# Easy Life ProFito and shrimps



## andyh (8 Mar 2009)

Easy Life ProFito

apparently this contains trace copper, see extract below:

"The presence of high concentrations of especially iron, potassium and magnesium in ProFito, the need of the plants is fullfilled to take up large amounts of these nutrients. Moreover this plant nourishment product consists of many additional socalled micronutrients such as manganese, boron, cobalt, lithium, molybdenum, copper, tin, nickel, fluorine, iodine, aluminium, zinc, selenium and vanadium. These substances in combination with a number of rare minerals give the plants just what they need to grow up easily. The plants are stimulated to form cytokinines (plant hormones) in greater quantities so that cell division proceeds more rapidly. Leaves grow bigger and wider, and additionally the leaves show a more intensive colouration."

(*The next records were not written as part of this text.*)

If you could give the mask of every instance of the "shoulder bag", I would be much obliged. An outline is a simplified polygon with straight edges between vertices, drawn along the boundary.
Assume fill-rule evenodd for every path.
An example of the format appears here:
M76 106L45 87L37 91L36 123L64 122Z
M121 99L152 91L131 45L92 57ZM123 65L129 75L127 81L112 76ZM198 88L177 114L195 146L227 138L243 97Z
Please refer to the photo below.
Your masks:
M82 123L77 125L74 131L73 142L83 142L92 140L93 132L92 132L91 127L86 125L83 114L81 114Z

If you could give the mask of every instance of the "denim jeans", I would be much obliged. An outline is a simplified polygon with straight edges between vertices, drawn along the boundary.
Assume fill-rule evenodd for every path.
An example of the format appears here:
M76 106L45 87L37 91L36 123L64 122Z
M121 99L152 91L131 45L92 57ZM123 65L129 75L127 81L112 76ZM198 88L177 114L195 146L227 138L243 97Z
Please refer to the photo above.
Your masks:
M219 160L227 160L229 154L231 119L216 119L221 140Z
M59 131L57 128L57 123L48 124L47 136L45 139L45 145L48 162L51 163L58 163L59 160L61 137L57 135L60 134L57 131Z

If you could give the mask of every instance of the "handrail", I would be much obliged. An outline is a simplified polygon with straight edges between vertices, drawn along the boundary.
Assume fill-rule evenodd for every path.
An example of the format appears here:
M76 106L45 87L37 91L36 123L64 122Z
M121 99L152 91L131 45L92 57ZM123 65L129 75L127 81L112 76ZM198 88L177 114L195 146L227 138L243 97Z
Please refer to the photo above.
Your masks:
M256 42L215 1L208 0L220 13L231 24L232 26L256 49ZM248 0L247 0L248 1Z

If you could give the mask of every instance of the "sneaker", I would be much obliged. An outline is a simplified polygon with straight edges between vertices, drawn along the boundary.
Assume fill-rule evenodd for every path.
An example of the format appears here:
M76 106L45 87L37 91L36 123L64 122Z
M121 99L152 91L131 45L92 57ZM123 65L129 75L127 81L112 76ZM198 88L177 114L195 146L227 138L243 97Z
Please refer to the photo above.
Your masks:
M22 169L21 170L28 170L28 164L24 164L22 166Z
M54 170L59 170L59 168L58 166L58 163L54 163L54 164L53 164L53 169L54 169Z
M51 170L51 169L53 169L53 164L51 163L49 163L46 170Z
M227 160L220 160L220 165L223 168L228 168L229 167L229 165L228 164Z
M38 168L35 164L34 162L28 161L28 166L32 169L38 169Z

Anybody used this with a shrimp tank, i have a heavily planted tank and need a decent fertilizer.


----------



## George Farmer (9 Mar 2009)

I've used this with CRS, cherries and Amano shrimp.  No problems.


----------



## andyh (10 Mar 2009)

George Farmer said:
			
		

> I've used this with CRS, cherries and Amano shrimp.  No problems.



Thanks George!


----------